11. Being a doctor is a ton of paperwork. So much paperwork. A lot of medicine is simply documentation: if you don’t write down that something happened, it’s like it never happened. From giving someone a medication to completing a procedure, you have to honestly and objectively document every. Thing. That you did, both for the safety of the patient and for liability reasons.
12. It’s always going to be difficult when a patient dies. No matter how often it happens in your line of work, having a patient die will always be sad. When the patient was really, really sick, it feels like any other person — you find comfort in the fact that they’re in a better place for not suffering so much anymore. For patients with terminal cancer, their families have often accepted it toward the end, which makes it a little easier. It’s harder when it’s a kid who died in a freak accident or something suddenly went very wrong; you feel like it’s a huge loss of potential, someone who could have changed the world. The whole department mourns the person.
13. Doctors and nurses don’t always get along. It’s a problem more often with older nurses, who have been doing their jobs for many years, and young, new residents. The nurses feel like they know better, and the residents don’t feel like they’re getting any support. But really great relationships can and do form, particularly between the younger nurses and doctors.
14. You’re going to be in charge of other residents after just a year. A year is a long time to learn things when you’re putting in 85-hour workweeks, so you’re better prepared than you think you are, but it is hard to find a balance between working together and delegating without being bossy. It’s like any job when go from being the lowest on the totem poll to getting one notch ahead; you have to learn how to take up that responsibility in a way that benefits you both. You need to be authoritative, but you also have to be humble enough to recognize when you don’t know something and consult other doctors for help.
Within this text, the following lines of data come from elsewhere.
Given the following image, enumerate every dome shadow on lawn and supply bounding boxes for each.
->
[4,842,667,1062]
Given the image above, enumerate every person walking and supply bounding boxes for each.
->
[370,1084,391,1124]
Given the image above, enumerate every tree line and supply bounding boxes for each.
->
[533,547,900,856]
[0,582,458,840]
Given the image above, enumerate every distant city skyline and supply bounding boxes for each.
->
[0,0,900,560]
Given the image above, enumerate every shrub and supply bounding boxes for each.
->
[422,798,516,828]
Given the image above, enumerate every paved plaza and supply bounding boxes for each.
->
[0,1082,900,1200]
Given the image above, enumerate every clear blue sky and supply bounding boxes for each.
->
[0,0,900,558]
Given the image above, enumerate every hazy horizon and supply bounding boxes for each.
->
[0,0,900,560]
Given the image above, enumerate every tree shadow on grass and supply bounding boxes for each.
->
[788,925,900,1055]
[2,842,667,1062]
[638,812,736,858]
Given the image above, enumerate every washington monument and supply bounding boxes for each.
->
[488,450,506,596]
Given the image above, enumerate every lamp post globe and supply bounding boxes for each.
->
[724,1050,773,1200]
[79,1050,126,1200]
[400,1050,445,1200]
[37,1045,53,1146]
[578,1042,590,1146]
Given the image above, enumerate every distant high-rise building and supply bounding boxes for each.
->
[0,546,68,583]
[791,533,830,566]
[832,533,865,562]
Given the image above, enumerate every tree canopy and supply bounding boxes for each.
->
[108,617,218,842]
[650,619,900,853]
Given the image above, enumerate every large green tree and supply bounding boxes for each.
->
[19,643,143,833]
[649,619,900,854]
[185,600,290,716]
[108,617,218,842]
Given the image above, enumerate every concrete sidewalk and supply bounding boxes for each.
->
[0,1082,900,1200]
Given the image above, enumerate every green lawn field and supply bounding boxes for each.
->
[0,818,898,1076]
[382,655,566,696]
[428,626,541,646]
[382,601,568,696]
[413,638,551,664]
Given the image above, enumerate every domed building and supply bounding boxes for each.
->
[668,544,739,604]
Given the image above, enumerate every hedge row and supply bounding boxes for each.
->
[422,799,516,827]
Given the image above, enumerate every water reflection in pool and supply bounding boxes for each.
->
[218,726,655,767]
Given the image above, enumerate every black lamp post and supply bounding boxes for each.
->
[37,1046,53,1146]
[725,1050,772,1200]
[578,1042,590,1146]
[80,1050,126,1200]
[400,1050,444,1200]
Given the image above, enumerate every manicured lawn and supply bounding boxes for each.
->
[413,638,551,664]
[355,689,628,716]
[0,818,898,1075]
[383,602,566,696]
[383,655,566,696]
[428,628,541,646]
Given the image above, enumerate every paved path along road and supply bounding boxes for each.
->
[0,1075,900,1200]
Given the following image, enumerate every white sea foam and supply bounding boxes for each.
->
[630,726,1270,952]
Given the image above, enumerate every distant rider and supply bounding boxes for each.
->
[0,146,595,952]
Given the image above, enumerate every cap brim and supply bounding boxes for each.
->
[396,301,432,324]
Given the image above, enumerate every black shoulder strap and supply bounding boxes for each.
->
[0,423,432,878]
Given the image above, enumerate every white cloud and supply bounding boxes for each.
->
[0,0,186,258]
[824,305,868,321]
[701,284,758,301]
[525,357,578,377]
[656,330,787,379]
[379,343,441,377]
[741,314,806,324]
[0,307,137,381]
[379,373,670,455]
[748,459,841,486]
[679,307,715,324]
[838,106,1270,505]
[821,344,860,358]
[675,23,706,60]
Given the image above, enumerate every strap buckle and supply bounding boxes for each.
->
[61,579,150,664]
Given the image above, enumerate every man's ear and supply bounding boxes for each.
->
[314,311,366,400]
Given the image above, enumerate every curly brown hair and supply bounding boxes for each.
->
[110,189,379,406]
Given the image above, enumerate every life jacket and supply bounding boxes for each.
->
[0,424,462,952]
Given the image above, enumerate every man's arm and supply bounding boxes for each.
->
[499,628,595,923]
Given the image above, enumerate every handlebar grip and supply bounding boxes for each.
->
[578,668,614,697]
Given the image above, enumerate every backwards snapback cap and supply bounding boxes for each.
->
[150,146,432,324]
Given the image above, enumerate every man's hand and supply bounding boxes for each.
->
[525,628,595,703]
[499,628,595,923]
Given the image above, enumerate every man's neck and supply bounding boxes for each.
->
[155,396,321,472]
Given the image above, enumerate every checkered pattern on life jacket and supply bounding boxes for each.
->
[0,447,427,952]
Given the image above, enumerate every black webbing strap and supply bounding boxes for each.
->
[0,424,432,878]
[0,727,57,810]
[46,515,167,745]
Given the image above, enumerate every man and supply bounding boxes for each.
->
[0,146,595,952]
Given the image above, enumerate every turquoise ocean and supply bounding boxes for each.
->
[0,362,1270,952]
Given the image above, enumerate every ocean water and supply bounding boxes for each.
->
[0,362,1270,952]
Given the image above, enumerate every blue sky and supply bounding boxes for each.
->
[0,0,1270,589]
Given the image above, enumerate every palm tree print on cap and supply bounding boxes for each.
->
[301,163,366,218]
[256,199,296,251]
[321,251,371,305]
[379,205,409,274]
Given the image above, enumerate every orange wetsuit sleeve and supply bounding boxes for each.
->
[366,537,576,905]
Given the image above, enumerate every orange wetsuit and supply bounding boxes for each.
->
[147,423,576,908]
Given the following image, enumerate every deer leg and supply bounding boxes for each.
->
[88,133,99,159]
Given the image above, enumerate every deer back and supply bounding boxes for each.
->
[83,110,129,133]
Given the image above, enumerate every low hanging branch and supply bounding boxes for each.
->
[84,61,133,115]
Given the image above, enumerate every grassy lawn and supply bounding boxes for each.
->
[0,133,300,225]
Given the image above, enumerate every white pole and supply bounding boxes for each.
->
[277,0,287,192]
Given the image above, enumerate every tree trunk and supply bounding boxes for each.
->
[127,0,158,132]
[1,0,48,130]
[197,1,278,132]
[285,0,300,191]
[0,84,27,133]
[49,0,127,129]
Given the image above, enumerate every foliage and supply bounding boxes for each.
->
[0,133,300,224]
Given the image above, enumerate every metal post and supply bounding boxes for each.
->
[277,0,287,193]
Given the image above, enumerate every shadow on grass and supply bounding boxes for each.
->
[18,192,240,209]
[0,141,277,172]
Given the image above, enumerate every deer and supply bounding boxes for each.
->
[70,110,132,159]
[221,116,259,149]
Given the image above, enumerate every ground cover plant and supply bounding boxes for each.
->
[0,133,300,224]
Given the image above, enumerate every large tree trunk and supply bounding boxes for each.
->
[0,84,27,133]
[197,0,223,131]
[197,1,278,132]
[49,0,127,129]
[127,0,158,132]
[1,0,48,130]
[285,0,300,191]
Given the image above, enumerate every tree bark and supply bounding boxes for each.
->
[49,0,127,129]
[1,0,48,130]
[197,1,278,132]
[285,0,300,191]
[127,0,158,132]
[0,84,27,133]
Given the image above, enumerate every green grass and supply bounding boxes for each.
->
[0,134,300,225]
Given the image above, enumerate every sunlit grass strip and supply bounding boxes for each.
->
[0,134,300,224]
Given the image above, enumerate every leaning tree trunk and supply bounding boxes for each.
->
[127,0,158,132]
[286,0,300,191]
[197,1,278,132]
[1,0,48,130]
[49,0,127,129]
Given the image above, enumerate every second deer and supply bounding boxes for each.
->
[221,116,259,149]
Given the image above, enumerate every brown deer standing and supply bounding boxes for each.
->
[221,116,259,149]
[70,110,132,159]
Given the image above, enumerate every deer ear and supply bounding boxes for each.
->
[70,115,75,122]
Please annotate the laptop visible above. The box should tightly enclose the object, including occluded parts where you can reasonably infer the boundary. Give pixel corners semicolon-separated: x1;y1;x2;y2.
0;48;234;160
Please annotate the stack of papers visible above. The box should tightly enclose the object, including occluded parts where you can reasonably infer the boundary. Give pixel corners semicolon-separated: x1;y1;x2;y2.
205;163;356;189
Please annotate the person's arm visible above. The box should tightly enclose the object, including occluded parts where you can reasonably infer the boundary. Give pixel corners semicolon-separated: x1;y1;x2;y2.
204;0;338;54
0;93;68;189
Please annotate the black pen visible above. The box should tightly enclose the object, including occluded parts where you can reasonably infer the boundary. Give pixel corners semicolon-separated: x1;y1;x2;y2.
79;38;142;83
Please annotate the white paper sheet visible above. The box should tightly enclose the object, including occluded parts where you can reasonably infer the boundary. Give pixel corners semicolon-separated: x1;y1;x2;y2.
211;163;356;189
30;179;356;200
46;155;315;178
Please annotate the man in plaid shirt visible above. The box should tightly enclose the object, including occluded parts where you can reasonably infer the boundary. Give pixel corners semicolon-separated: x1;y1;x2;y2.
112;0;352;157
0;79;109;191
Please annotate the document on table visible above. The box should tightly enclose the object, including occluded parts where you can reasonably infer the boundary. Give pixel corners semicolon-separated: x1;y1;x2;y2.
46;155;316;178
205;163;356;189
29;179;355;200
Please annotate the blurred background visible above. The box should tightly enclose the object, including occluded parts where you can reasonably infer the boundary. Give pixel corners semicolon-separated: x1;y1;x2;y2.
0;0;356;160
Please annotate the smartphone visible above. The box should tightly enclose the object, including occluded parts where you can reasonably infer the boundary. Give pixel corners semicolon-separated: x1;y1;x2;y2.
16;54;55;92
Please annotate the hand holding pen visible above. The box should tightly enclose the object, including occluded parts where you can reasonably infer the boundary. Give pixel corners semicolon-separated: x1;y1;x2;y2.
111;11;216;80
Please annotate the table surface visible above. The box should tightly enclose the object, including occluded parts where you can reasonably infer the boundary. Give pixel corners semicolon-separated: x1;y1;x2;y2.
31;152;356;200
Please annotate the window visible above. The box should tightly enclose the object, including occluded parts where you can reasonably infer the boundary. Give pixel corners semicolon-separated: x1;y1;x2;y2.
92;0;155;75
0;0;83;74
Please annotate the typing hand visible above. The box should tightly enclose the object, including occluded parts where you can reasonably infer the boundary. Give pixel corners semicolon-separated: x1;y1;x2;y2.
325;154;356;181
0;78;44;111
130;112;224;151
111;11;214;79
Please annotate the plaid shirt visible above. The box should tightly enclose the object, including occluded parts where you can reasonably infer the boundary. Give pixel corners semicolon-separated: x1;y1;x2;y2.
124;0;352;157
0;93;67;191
15. Be prepared to move. It’s hard to stay in one place for med school, residency, fellowship, and the jobs that come after. It’s easier if you’re based in a big city like New York or Los Angeles, but understand that the best program for you and your specialty might take you to a completely different part of the country than your family and friends.
16. You’re not going to get rich. Plastic surgeons and doctors in affluent communities who don’t take insurance are a very small segment of the medical population. You’ll be comfortable, but you won’t be rich by any means (especially if you calculate what you make per hour — your friends making the same salary are literally working half the hours you are). You’ll also likely graduate medical school with quite a lot of debt. If getting rich is what you want, you should look to a different job, because you’ll probably be happier doing something else.